Sleep and Mindfulness: What does the evidence say?

Sleep quality and quantity is increasingly recognized as a key determinant of physical and mental well-being. The long work hours and demanding schedules of medical professionals and trainees can predispose people to serious sleep deprivation, putting health care professionals at substantially higher risk for Alzheimer’s disease, metabolic syndrome and cardiovascular disease (to name a few). Poor sleep can also contribute to more errors in the workplace and impacts our ability to focus and absorb new information. As medical students, generally we want to our brains to be primed for learning on any rotation. Additionally, the stress that often accompanies medical training can both feed into poor sleep hygiene and be exacerbated by it. So, this prompts the question: can meditation be useful for sleep?

A study (1) done at University of California, Los Angles recruited and randomized older adults (>55 years old) with sleep disturbance into a structured mindfulness meditation program or a structured sleep hygiene course. The mindfulness program (available online here -> consisted of 2-hour sessions for 6 weeks done in a group, with 5-20 minutes of daily meditation done alone. This was compared to a sleep-based hygiene course which was 2 hours per week for 6 weeks which acted as the control. The researchers primarily looked at self-reported sleep quality (PSQI: Pittsburgh Sleep Quality Index). Secondary study outcomes included depression, fatigue, and perceived stress and anxiety. Additionally, sleep disruption has been linked with increased plasma levels of NF-kB, an inflammatory protein, so this was also monitored in study participants.

The study found that sleep quality improved in both groups but there was a greater improvement observed in those receiving the mindfulness-based course. With regards to depression, anxiety and self-reported fatigue, the mindfulness-based intervention showed significant changes on these scales between baseline and postintervention scores. Individuals doing the sleep hygiene course saw similar improvement in self-reported fatigue, but no significant change on the other scales. The changes in sleep quality and daytime functioning observed amongst participants in the mindfulness group are considered clinically relevant with an effect size 0.89. This compares favourably with pharmacotherapy for insomnia which several meta-analyses have shown have mean effect sizes of 0.87 (2,3). The inflammatory protein, NF-kB, decreased significantly in both groups between the baseline and post-intervention visit. The authors concluded that mindfulness meditation may be introduced to older adults as a short-term solution for moderate sleep disturbance. But what is really going on here, mechanistically? It is suggested that mindfulness may attenuate automatic arousal and distress and increase relaxation by imparting increased control over the autonomic nervous system, reducing worry and rumination.

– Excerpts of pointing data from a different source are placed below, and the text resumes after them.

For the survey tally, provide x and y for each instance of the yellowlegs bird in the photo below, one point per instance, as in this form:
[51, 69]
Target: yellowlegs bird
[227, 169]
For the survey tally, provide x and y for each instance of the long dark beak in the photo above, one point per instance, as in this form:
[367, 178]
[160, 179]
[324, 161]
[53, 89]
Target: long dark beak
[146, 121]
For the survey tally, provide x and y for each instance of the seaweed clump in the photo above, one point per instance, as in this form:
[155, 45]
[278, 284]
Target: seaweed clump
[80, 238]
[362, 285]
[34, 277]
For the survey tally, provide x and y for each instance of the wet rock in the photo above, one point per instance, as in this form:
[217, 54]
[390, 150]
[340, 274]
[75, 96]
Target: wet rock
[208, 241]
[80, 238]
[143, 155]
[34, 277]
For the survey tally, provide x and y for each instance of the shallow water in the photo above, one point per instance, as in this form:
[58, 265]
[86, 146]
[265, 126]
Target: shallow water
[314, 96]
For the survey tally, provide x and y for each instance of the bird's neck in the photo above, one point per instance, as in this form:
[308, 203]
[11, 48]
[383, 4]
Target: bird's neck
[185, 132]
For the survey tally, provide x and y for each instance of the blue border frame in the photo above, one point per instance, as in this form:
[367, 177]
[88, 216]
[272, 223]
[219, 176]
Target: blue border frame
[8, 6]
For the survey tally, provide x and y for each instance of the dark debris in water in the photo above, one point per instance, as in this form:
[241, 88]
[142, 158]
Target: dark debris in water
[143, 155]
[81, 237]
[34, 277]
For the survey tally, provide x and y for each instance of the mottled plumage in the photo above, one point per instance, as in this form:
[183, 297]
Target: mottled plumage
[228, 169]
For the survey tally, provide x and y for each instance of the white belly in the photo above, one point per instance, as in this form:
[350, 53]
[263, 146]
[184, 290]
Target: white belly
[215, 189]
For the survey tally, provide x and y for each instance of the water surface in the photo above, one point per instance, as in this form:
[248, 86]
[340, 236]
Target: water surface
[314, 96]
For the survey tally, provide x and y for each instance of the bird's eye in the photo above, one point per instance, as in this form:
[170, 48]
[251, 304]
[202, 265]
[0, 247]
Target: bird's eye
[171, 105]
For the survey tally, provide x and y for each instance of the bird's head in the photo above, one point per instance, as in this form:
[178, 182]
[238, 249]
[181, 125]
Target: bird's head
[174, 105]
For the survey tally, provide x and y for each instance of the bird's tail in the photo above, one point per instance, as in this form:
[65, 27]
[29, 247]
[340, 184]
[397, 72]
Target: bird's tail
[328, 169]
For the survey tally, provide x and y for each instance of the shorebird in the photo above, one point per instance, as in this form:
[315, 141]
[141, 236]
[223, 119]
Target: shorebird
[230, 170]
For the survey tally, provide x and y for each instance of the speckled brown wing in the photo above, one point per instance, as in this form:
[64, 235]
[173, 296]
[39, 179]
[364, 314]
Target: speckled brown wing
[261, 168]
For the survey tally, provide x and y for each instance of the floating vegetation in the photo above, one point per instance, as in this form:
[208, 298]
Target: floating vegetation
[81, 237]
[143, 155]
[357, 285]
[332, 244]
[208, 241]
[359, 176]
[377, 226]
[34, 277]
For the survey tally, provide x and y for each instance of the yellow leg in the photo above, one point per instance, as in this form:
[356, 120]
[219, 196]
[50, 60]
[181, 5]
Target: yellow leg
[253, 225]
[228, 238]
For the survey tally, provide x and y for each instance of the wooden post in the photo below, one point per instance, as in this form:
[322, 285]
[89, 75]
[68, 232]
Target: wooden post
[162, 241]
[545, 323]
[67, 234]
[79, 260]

What does this mean for the average medical student? This study focused on older adults who are already experiencing sleep disturbances, so it does not directly apply to medical students. That said, it does indicate that mindfulness could be one of many tools available to induce relaxation and improve sleep in adults. So, if you have ever felt extremely exhausted after a long day of clinic or studying at the library – so tired you might fall asleep right there – but then you immediately perk up when your head hits the pillow, your mind racing with to-do lists an thoughts of the day, a daily meditation practice might be worth a try.

(1) Black DS, O’Reilly GA, Olmstead R, Breen EC, Irwin MR. Mindfulness Meditation and Improvement in Sleep Quality and Daytime Impairment Among Older Adults With Sleep Disturbances: A Randomized Clinical Trial. JAMA Intern Med. 2015;175(4):494–501. doi:10.1001/jamainternmed.2014.8081
(2) Buysse  DJ, Ancoli-Israel  S, Edinger  JD, Lichstein  KL, Morin  CM.  Recommendations for a standard research assessment of insomnia.  Sleep. 2006;29(9):1155-1173.
(3) Nowell  PD, Mazumdar  S, Buysse  DJ, Dew  MA, Reynolds  CF  III, Kupfer  DJ.  Benzodiazepines and zolpidem for chronic insomnia: a meta-analysis of treatment efficacy.  JAMA. 1997;278(24):2170-2177.